1) One book that I don't believe was well received and that I have to read a chapter or two before putting it down is Abbie Hoffman's Steal This Book. It really, really hasn't aged well (kind of like an old movie when someone asks for a dime to make a phone call) and the 1970 LEET speak sounds like a parody of itself. But the abrasiveness and the unabashed middle finger in the face of authority is still very cool.

2) I thought Beowulf was a bit wordy.

Posted by: teenidol on February 1, 2005 10:48 AM

Speaking of movies that have become dated, Robin Laws just pointed out that After Hours is now thoroughly in that camp.

The plot turns on our hero's inability to (1) make a phone call (2) get $20. In an era of cash machines and cell phones, those wouldn't be the same obstacles today.

Posted by: Gavin in Prague on February 2, 2005 08:49 AM

Cell phones, IMing, etc. take the bite out of a lot of Shakespeare, too.

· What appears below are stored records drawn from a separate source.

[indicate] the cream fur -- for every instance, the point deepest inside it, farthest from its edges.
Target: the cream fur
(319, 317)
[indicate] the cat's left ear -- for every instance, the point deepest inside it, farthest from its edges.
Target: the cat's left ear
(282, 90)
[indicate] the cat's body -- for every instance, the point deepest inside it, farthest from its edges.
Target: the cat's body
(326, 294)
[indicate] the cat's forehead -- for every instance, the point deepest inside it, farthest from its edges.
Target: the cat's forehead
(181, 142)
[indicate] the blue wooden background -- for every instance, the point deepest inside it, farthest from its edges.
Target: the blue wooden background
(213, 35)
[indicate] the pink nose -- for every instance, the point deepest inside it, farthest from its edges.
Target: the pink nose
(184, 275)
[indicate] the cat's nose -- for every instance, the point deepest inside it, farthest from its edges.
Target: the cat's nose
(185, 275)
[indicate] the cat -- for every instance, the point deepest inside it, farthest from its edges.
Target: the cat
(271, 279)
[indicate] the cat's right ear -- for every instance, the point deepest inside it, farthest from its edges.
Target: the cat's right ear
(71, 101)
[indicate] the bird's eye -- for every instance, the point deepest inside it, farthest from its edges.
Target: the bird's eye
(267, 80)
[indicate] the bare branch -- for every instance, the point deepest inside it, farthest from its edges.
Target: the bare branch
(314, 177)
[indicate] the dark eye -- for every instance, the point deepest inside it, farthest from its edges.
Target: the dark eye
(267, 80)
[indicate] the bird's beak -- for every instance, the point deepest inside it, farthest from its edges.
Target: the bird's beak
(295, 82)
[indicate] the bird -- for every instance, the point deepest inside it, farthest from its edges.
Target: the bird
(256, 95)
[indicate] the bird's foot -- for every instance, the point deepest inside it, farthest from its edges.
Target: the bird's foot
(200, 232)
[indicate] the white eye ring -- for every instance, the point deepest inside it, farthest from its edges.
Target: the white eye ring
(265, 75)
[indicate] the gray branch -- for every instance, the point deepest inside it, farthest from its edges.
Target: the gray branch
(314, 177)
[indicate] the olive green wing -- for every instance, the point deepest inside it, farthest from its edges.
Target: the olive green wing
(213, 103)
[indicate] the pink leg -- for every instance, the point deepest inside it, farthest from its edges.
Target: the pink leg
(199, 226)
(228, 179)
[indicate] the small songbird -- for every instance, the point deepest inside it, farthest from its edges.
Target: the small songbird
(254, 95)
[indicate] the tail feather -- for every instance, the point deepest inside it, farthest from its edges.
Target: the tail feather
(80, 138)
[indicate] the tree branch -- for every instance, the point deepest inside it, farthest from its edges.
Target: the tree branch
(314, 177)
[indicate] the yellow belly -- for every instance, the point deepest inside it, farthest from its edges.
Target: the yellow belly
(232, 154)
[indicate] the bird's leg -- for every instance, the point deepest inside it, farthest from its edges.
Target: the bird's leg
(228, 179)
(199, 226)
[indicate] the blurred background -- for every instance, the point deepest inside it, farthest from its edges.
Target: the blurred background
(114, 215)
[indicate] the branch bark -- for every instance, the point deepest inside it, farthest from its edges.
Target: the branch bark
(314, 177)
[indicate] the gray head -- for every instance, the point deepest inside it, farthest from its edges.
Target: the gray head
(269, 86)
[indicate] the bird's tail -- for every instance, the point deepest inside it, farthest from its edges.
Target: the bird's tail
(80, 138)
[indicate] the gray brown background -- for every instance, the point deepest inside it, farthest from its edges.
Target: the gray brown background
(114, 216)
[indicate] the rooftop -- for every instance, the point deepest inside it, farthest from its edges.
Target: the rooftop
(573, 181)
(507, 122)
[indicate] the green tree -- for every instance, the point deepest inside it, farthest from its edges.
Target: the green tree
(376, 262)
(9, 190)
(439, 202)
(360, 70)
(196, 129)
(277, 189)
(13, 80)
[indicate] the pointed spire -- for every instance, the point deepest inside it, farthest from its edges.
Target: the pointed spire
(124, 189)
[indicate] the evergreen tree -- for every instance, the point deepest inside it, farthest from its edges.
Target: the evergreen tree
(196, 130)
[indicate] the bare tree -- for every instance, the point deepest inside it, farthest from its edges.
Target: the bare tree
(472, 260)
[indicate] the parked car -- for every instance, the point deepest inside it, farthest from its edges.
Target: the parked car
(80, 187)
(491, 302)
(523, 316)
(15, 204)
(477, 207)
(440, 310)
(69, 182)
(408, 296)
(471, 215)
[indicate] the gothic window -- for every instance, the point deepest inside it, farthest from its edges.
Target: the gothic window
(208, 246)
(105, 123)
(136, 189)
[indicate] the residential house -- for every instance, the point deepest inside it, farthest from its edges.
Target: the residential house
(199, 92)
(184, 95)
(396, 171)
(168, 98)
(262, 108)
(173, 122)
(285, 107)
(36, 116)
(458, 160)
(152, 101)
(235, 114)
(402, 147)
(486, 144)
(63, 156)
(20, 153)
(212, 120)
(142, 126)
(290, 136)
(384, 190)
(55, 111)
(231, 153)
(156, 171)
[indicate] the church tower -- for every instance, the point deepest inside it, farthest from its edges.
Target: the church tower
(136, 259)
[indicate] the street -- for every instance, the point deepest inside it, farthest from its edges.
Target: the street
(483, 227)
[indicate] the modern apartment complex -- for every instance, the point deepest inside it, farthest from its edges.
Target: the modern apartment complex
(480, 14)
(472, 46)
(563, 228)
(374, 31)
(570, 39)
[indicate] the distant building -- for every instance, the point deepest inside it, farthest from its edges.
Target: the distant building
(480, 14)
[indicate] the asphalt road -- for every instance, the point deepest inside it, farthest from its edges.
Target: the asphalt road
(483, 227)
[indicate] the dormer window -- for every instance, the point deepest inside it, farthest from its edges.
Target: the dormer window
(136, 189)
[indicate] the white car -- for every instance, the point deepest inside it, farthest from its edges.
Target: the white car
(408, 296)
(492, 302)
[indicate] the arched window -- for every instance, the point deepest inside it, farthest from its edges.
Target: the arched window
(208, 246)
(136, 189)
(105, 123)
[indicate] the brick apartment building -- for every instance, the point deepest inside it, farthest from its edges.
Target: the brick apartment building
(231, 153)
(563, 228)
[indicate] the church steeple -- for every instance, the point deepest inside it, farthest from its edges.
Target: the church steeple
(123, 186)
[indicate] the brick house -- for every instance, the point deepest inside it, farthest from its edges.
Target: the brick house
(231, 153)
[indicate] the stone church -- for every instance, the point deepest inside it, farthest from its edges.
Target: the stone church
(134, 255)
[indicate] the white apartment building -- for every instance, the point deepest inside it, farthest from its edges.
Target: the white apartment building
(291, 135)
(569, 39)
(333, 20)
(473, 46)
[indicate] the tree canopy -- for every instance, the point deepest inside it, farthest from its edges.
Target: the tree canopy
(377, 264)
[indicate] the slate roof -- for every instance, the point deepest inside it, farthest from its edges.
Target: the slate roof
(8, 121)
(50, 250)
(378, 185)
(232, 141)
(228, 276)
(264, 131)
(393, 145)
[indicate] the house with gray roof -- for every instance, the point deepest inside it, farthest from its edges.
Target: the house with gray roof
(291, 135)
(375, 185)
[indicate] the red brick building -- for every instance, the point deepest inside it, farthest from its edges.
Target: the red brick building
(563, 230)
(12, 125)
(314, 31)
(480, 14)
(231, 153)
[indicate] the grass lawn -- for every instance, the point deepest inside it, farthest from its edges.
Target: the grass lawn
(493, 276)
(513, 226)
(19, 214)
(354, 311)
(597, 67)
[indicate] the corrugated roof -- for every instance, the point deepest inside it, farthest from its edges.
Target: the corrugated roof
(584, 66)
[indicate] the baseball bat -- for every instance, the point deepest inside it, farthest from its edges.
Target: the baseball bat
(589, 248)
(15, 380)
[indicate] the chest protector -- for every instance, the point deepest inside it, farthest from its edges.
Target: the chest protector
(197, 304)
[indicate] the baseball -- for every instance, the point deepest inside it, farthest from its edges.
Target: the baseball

Dear Romeo -- Faking death, POS gotta go, CYA ;) Jules.

Etc.

Posted by: Scott on February 2, 2005 09:35 AM

now, if I'd been reading the internet on Friday the 28th of January rather than flying in a plane to Australia, I might have added that I was too afraid to reveal my lack of literary insightfulness to answer the question without feeling, well, a little dumb.

Posted by: art on February 3, 2005 07:09 PM

wait a second! did that run-on sentence even make sense? d'oh! I revealed my lack of literary insightfulness anyway!